The most dangerous is the so-called generalized form (the true form of herpes of the ear), in which the facial nerve paralysis is accompanied by damage to the vestibular-cochlear nerve, i.e. cochleovestibular disorders are added to Hunt's syndrome, and then this complex of symptoms is called the Sicard-Suke syndrome: severe tinnitus, perceptual hearing loss or deafness on the side of the herpetic lesion of the ear, a pronounced vestibular crisis with a rapidly occurring shutdown of the vestibular function on the affected side. Auditory and vestibular functions may be partially restored after recovery, but persistent deafness and unilateral shutdown of the vestibular apparatus often persist.
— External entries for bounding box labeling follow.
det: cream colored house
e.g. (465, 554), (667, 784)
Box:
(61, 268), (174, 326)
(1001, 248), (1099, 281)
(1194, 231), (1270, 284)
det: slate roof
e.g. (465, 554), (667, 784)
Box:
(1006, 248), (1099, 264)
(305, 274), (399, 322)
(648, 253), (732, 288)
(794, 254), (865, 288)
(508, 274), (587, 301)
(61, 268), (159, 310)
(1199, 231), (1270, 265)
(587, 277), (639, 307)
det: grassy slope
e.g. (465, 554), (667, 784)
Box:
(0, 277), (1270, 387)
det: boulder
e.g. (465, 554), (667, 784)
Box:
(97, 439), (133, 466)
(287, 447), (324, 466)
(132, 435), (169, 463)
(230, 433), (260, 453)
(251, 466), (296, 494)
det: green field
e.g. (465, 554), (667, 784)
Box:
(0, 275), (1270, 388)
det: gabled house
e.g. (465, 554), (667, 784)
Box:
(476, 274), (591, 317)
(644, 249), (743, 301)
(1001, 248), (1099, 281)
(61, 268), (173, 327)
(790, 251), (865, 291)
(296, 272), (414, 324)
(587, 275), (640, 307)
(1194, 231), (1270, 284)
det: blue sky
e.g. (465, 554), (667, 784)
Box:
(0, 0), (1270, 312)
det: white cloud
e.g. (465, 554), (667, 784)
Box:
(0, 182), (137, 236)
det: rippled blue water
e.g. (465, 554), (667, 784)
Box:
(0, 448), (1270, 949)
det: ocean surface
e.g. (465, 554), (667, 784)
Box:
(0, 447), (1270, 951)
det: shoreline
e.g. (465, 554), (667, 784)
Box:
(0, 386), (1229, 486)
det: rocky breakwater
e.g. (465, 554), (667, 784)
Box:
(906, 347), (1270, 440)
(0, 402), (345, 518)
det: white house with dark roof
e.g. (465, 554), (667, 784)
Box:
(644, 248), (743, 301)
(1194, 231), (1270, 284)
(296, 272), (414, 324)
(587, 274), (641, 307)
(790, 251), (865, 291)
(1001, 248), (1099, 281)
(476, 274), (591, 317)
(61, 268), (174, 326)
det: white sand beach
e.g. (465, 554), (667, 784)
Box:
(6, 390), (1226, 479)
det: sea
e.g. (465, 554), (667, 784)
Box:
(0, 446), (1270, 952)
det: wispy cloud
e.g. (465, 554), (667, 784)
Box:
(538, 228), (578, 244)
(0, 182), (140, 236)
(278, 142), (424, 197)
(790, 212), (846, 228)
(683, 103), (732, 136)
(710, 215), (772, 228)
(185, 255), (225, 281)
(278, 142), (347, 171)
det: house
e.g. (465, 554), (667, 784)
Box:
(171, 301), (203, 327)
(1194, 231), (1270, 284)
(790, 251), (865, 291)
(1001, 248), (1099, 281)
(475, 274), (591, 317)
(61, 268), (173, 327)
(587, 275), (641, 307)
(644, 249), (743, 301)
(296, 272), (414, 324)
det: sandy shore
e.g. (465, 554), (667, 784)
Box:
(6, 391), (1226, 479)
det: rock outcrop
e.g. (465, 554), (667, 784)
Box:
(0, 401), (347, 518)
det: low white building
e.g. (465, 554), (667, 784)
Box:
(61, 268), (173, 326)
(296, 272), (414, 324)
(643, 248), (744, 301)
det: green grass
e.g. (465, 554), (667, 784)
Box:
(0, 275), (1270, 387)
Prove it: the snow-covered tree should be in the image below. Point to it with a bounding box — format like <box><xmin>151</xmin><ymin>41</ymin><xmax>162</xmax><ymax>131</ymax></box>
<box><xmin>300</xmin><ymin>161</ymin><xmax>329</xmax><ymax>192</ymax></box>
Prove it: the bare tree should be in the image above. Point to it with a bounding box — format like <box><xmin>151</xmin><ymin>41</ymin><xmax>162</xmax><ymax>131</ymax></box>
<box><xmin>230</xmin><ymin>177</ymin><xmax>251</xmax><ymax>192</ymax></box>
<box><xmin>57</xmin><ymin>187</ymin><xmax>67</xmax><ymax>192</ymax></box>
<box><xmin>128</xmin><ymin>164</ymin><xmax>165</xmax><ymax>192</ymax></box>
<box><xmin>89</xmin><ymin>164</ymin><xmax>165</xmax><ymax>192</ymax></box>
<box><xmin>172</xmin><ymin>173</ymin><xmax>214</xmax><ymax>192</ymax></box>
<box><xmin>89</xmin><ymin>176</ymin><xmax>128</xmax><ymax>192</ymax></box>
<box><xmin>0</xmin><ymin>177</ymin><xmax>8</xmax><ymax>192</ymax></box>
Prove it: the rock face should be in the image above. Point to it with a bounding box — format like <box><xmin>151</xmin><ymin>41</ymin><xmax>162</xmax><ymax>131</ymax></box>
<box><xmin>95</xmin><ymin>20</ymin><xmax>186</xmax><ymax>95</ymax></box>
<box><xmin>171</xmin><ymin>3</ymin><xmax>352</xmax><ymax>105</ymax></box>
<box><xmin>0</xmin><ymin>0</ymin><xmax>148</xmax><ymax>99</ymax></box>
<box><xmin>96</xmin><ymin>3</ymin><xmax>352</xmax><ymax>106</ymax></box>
Sometimes, with herpes zoster of the ear, other cranial nerves are also affected (trigeminal, oculomotor, vagus, olfactory, nerves of taste and olfactory sensitivity).
Diagnosis is not difficult with typical manifestations of Hunt syndrome, but is always difficult with dissociated clinical manifestations, for example, in the absence of facial disorders and the presence of taste sensitivity and hearing disorders. The diagnosis is established based on the presence of general infectious prodromes, typical small-vesicular rashes in the area of the outer ear and along the nerve trunks against the background of hyperemic skin, severe otalgia in the form of stabbing, burning, radiating to neighboring areas, as well as complete peripheral paralysis of the facial nerve and taste sensitivity disorder on the affected side.
Herpes zoster of the ear should be differentiated from simple herpes, banal acute external otitis, in case of sudden hearing loss and deafness - from syphilitic damage to the organ of hearing, in case of pronounced vestibular syndrome - from an attack of Meniere's disease and vestibular neuronitis. Treatment is symptomatic and etiotropic; the latter includes such modern antiviral drugs as acyclovir, famciclovir, isopropyluracil, interferon, etc.